2. Top customers make 4x more purchases
The typical online store gets 43% of its revenue from repeat customers. Companies that have mastered repeat purchases are getting up to 75% of their revenue from repeat customers. If you tend to focus on customer acquisition, now is the time to pay attention to how you can grow revenue by looking at your existing customer base.
Don’t be afraid to break the discount cycle
There’s a tendency in e-commerce to solve problems with discounts rather than data. When it comes to driving repeat purchases, your data can help you figure out things like how soon after a purchase you should reach out to a customer or how often you should be emailing your various customer segments. Leverage those insights. Now is the time to get better at repeat business that doesn’t rely on deep discounts.

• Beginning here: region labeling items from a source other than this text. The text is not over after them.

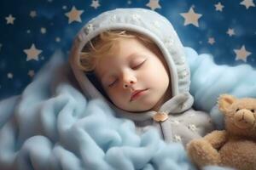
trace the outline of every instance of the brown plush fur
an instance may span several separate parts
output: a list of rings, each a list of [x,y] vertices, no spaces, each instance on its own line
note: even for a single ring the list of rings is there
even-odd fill
[[[224,94],[218,105],[224,114],[225,130],[189,143],[189,157],[201,167],[219,165],[256,170],[256,99]]]

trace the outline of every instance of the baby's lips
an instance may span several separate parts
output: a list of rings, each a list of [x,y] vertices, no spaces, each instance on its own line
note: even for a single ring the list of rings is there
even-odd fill
[[[165,122],[168,119],[168,114],[166,112],[158,112],[154,116],[154,121],[160,122]]]

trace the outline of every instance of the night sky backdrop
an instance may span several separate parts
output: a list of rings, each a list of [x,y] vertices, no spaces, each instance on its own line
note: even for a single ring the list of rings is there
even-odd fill
[[[52,54],[67,57],[79,29],[116,8],[165,15],[184,46],[210,53],[219,65],[256,68],[255,0],[1,0],[0,99],[19,94]],[[255,76],[256,81],[256,76]],[[39,89],[38,89],[39,90]]]

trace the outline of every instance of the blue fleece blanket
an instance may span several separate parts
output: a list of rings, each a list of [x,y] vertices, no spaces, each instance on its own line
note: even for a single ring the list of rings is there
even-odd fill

3. Top customers spend 30x more than the average customer
Customer Lifetime Value is the single most important metric for your e-commerce store. If you’re not already familiar with this metric, get up to speed on how to calculate CLV now. Here’s why it’s so important — the top 1% of e-commerce customers spends 30x more than the average customer. The lifetime value of these customers isn’t just a little better, it’s dramatically better.
If you’re still tracking marketing ROI using metrics like cost of customer acquisition or first purchase this data should make it overwhelmingly obvious that it’s time to stop. Your customers are not all the same, and you shouldn’t be treating them as if they are. Spending $15 on a customer whose lifetime value is $35 probably isn’t a great move, spending $15 on a customer whose lifetime value is $1,050 is a no-brainer.
Treat your best customers like VIPs
Every month, pull a list of your top 1% of customers and do something special for them. Write a note, send a gift, invite them to a special event. If you can do this more often or at scale, even better. Try showing some love to your big spenders and just see what happens.
This is the year to really dig in. Find the most loyal customers, get the most reviews, the most repeat purchases and the best possible returns. Nerd out with your data and sell more!